Of course, like tales of underreported “progress”, this isn’t the first time the “surge” in Iraq’s economy has cited by the U.S. government. From a State Department press release in March 2007:
Washington — An “economic surge” is accompanying the ongoing U.S. troop surge in Iraq, and the country could see results from this increased activity within a few months, a senior U.S. diplomat said March 9 in Baghdad.
“My focus is on now, and on what’s going to happen in this period of surge, not only military surge, but also economic surge over the next four to six months,” Ambassador Timothy Carney, coordinator for economic transition in Iraq, told Pentagon reporters in a two-way teleconference.
Results from this increased economic activity should become apparent “within a relatively short time – I’m talking about a few months,” Carney said.
So what is there to make of the U.S. government’s boast of “increased economic activity” and a rebounding economy? Certainly the war has been good for makers of coffins and body bags, but it would be hard to find any major industries that have benefited from the invasion. When it comes down to it, to what can supporters of the war point when discussing Iraq’s surging fortunes? Oh:
BAGHDAD, Iraq: Iraq on Monday signed two deals worth US$5 billion (3.23 billion) to buy 40 planes from Boeing and 10 planes from Canada’s Bombardier to upgrade Iraqi Airways’ aging fleet.
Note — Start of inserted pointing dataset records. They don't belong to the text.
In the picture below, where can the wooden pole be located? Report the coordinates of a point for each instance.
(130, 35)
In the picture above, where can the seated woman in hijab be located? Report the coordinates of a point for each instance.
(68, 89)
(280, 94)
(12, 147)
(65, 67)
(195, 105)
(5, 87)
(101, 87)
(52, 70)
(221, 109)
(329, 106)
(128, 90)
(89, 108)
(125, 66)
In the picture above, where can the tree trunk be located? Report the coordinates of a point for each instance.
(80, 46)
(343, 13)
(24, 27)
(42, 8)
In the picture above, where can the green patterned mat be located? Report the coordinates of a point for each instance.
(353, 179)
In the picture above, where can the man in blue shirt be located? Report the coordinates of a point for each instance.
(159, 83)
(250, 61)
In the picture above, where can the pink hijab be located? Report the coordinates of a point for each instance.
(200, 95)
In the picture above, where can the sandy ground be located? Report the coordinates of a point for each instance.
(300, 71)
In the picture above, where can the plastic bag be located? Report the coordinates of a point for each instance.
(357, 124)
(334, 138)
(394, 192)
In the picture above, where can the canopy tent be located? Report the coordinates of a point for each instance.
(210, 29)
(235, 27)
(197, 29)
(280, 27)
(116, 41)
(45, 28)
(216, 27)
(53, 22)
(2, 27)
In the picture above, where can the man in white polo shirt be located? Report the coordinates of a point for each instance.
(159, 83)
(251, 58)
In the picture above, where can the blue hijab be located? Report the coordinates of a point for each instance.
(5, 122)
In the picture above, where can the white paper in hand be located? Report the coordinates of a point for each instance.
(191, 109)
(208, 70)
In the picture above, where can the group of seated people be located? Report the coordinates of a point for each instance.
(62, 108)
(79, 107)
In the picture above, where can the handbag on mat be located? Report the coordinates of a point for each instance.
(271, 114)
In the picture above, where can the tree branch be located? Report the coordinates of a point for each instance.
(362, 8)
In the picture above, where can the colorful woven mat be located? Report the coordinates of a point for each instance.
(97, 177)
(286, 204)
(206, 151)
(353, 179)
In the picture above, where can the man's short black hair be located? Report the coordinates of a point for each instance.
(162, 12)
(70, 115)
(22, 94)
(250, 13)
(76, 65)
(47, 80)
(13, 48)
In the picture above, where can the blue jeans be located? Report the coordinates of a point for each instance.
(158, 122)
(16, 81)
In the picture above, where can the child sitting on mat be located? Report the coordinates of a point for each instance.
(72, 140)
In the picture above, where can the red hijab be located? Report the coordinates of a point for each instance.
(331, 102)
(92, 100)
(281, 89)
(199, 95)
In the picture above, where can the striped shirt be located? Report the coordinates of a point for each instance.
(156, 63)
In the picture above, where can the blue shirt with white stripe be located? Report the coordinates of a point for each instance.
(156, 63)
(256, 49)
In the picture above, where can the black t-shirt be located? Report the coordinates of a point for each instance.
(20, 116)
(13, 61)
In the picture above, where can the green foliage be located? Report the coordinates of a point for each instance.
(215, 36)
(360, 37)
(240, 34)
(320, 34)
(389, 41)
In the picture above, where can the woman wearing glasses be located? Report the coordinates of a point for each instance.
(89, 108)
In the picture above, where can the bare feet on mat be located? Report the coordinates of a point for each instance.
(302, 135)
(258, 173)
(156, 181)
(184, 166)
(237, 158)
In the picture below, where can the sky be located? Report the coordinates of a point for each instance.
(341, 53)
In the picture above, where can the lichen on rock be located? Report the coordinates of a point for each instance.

The deals were signed by Finance Minister Bayan Jabr in a ceremony attended by Iraq’s Prime Minister Nouri al-Maliki as well as U.S., British and Canadian diplomats.
Al-Maliki said the government was working to improve the country and called for investments in Iraq.
“Today, the process of developing economy has started,” al-Maliki said in a speech during the ceremony.
Boeing, the Seattle-based defense contractor, saw first quarter profits rise 38% this year. While peaceful, productive enterprises will always be harmed by military conflict, war is certainly good for those with the right political connections.